The measure likely would face an uphill fight in the House, if it ever gets that far.
And now, there's a new threat on the House side in the form of a bill aimed at getting rid of all references to hate crimes left in Georgia law.
Essentially, the legislation would prohibit judge or juries from imposing additional penalties on defendants convicted of crimes motivated by prejudice.
"I strongly believe government shouldn't be policing speech or thought," said Rep. Clay Cox, R-Lilburn, who pre-filed the bill last month.
"The reason someone commits a crime is less important than the fact that they committed a crime and should be punished for it."
Forty-one states had hate crime laws on their books as of 2006, according to research compiled by the National Conference of State Legislatures.

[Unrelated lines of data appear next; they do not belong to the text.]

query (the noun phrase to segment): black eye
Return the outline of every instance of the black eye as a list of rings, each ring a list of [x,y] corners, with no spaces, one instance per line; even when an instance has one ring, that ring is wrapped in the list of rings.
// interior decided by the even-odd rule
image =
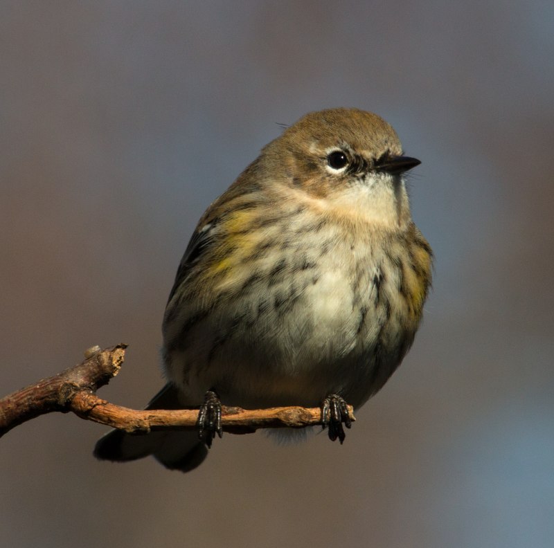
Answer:
[[[348,165],[348,156],[341,150],[335,150],[327,156],[327,163],[333,170],[341,170]]]

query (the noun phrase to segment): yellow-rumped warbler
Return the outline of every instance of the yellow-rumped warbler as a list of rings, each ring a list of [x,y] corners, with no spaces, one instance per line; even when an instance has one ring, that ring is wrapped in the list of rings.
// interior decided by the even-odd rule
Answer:
[[[169,381],[150,409],[201,407],[197,432],[101,439],[101,459],[204,460],[219,400],[246,408],[323,405],[342,441],[344,401],[377,392],[408,351],[432,253],[411,219],[394,129],[356,109],[288,127],[208,208],[163,318]]]

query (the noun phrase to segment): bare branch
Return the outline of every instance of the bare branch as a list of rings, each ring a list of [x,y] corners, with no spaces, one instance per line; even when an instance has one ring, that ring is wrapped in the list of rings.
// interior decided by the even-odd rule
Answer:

The General Assembly passed one, too, in 2000 following an extensive and emotional debate.
But four years later, the state Supreme Court ruled that the law was too broad because it allowed stiffer penalties for defendants convicted of crimes involving "bias or prejudice."
The new bill introduced this year by Sen. Vincent Fort, D-Atlanta, who also sponsored the previous measure, goes beyond that language by specifically applying its provisions to criminals who choose their victims because of their "race, religion, gender, gender identity, sexual orientation or national origin."

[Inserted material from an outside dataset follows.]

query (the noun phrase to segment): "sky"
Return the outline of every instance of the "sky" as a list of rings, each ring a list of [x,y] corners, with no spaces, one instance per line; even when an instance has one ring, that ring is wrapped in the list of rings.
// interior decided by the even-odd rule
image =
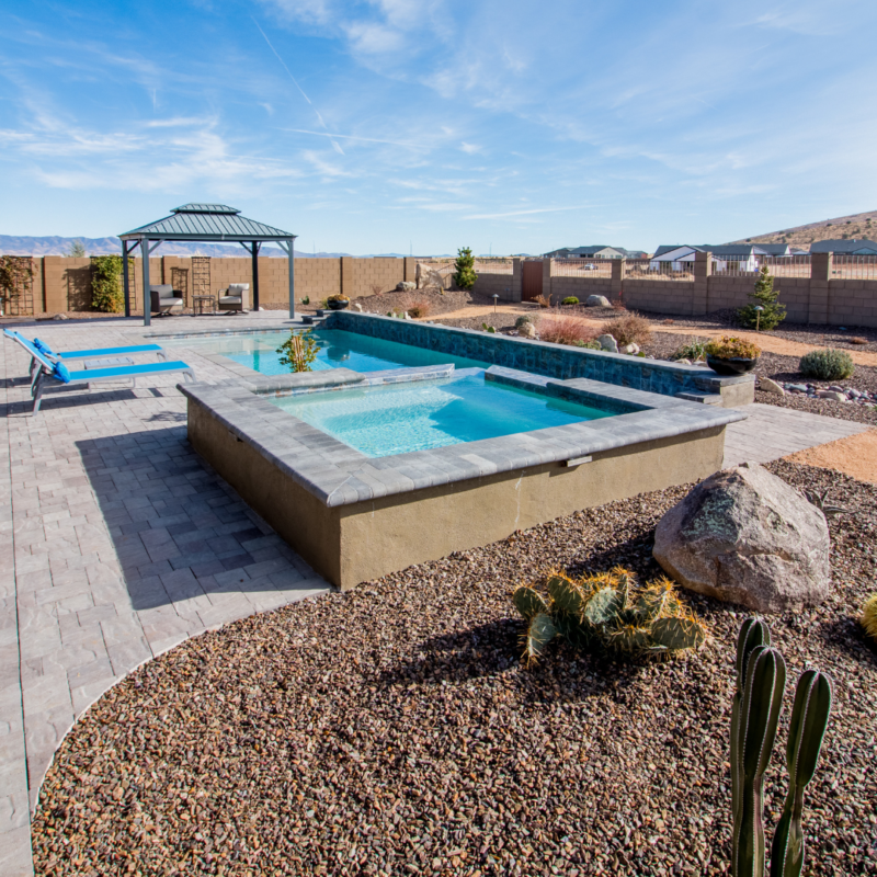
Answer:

Fort said he agrees with Cox that the government shouldn't be seeking to control speech or thoughts. But he said his bill is aimed at actions.
"I don't care what anyone says or thinks," Fort said. "But if you hurt someone or destroy property because someone is different, you ought to be punished."
After Fort's bill failed to move to the Senate floor, Lt. Gov. Casey Cagle - the upper chamber's presiding officer - appointed a study committee to consider the legislation this summer and fall.
Fort, a member of the committee, said it has has some informative discussions during its two meetings thus far. But he questioned the need for more examination of legislation that's been percolating under the Gold Dome for years and should be well understood by now.
"I think any time people can learn more, it's a good thing," he said. "On the other hand, this has been one of the most vetted and debated bills of any I remember in my 11 years up here."
But Cox said there still appears to be some confusion surrounding the issue that his bill would clarify. He said police agencies in Georgia don't seem to understand that the state hasn't had a hate crimes law on the books since the Supreme Court ruling.
"I think everybody sees occasionally on the news where an arrest is made and the arresting officer says the person may be charged with a hate crime," he said. "This is really a housekeeping measure to clean that up."
But Fort said Cox's bill wouldn't be popular with voters. He cited polls conducted in 1999 and 2000, when the original bill was before the General Assembly, showing that 60 percent to 80 percent of Georgians wanted a hate crimes law.
During debates on the bill back then and more recently, its Republican opponents have argued that it would be wrong to impose one set of penalties for crimes involving certain categories of victims and lesser penalties in other instances.
But Fort said both the original legislation and the new bill have won support from both Democrats and Republicans.
Indeed, one of the most dramatic speeches in favor of the bill during the House debate in 2000 came from a Republican, former Rep. Dan Ponder of Donalsonville.
"It could not have come out of a Republican Judiciary Committee without Republican votes," Fort said of this year's bill. "The votes are there on the floor if it had been allowed to go there."